Prudent conclusionA panel of civilian experts advised the prosecution to drop its criminal investigation and charges against Samsung Electronics Vice Chairman Lee Jae-yong for violating the capital trade act in a corporate merger vital to his hereditary succession to the country’s most valuable company. The criminal investigation has been focused on illegitimacy in the merger of Samsung C&T and Cheil Industries in 2015 and Lee’s role.
The prosecution argues the reorganization scheme and irregularities during the process had been designed to help Lee’s smooth succession to the country’s top conglomerate after his father and chairman was hospitalized from a heart attack in 2014. It claims the accounting fraud and other illegalities were committed to draw the merger ratio favorably for Lee who had been informed of the entire proceeding. The prosecution has interviewed 110 employees of Samsung 430 times over the last 19 months and raided work sites more than 50 times. Still, an arrest warrant was denied by the court.
Samsung’s legal team has applied for an outside review — an institution established in 2018 to prevent abuse of the prosecution’s exclusive investigation power. A review board was organized eight times since, and the prosecution accepted its recommendations, albeit non-binding, every time.
The panel’s review last week on Samsung’s case took more than nine hours and examined the legal context, investigation process and economic conditions. Ten out of 13 panelists opposed an indictment of Lee. They disagreed that Samsung’s actions fell under fraudulent and unfair practices defined by the capital market act. It concluded that the prosecution won’t be able persuade the jury if the case includes civilian judgment.
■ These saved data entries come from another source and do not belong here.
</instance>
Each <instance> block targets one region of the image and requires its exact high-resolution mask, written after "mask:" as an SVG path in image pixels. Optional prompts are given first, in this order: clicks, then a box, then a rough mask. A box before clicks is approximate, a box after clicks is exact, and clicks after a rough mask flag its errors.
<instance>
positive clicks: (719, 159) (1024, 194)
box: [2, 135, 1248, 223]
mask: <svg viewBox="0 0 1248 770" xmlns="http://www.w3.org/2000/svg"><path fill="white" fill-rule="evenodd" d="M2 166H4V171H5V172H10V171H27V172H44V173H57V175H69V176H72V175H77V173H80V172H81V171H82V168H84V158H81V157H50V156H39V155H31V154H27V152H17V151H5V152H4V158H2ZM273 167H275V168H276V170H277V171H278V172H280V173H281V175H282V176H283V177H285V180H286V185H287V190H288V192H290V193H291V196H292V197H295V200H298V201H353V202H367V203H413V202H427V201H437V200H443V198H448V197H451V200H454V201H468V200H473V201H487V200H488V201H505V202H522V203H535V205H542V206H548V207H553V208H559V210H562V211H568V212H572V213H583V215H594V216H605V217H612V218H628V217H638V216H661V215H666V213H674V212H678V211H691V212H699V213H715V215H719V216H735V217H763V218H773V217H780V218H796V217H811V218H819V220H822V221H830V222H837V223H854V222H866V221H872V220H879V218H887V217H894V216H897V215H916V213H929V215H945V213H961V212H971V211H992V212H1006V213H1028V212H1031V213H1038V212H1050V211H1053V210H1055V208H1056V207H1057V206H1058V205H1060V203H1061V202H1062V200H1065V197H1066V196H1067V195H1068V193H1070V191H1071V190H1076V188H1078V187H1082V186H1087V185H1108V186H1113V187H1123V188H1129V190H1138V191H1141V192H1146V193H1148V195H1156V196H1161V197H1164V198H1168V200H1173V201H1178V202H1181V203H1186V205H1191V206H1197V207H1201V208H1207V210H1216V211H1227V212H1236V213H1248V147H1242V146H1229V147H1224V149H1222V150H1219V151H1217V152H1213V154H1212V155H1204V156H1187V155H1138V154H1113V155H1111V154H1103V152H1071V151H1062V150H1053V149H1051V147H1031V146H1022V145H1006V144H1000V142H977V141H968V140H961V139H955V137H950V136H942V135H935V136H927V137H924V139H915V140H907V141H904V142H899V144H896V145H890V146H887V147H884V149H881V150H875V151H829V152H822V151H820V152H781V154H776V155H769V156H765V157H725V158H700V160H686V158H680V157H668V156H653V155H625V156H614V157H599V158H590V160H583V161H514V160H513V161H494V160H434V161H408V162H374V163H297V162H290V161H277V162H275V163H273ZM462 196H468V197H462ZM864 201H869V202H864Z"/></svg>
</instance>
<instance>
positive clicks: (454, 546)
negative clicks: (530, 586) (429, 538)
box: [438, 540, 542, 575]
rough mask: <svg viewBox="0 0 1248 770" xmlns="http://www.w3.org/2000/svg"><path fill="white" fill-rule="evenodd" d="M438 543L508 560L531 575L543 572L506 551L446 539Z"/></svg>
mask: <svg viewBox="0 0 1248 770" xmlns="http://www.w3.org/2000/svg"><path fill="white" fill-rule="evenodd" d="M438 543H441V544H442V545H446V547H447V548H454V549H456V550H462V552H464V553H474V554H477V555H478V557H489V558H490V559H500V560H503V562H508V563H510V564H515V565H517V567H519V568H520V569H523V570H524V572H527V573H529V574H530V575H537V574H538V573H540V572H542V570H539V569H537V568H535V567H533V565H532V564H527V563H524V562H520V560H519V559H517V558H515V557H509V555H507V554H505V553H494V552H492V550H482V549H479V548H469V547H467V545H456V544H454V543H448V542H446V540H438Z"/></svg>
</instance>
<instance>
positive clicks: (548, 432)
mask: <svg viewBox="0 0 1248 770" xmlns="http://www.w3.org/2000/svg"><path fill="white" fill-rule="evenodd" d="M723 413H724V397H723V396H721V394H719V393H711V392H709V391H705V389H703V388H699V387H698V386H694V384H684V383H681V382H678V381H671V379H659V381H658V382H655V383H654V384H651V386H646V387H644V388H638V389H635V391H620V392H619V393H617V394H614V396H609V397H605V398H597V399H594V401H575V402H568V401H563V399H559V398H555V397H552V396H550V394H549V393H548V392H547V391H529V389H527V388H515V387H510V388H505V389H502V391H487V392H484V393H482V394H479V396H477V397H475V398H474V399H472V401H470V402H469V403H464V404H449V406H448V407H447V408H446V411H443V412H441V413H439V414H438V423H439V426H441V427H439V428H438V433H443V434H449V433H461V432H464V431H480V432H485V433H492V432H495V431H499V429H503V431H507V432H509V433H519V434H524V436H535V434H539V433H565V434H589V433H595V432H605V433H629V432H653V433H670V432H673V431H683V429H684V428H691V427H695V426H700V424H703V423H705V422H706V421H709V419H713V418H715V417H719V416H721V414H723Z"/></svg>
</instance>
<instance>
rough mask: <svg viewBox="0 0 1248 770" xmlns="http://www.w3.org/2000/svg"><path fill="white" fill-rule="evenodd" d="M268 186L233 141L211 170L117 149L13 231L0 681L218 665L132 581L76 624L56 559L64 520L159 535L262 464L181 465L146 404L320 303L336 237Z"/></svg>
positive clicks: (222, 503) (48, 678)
The finding is recommendatory and advises the head prosecutor on the case to “respect” the review results. The prosecution could argue that the finding is unfair as the review is based on a 50-page summary of investigation reports spanning over 200,000 pages. The court has also advised the case be referred to the court since much of the evidence was already laid out.
But the prosecution could face a dilemma in pressing ahead with the criminal case. The laws to weaken the investigative power of the prosecution due to its past abusive practices have passed the legislature. The prosecution’s will for self-reform could be questioned at a time when it is sparring with the Justice Ministry if it ignores an institution it established for self-checking. It is the time for the prosecution to reach a prudent conclusion.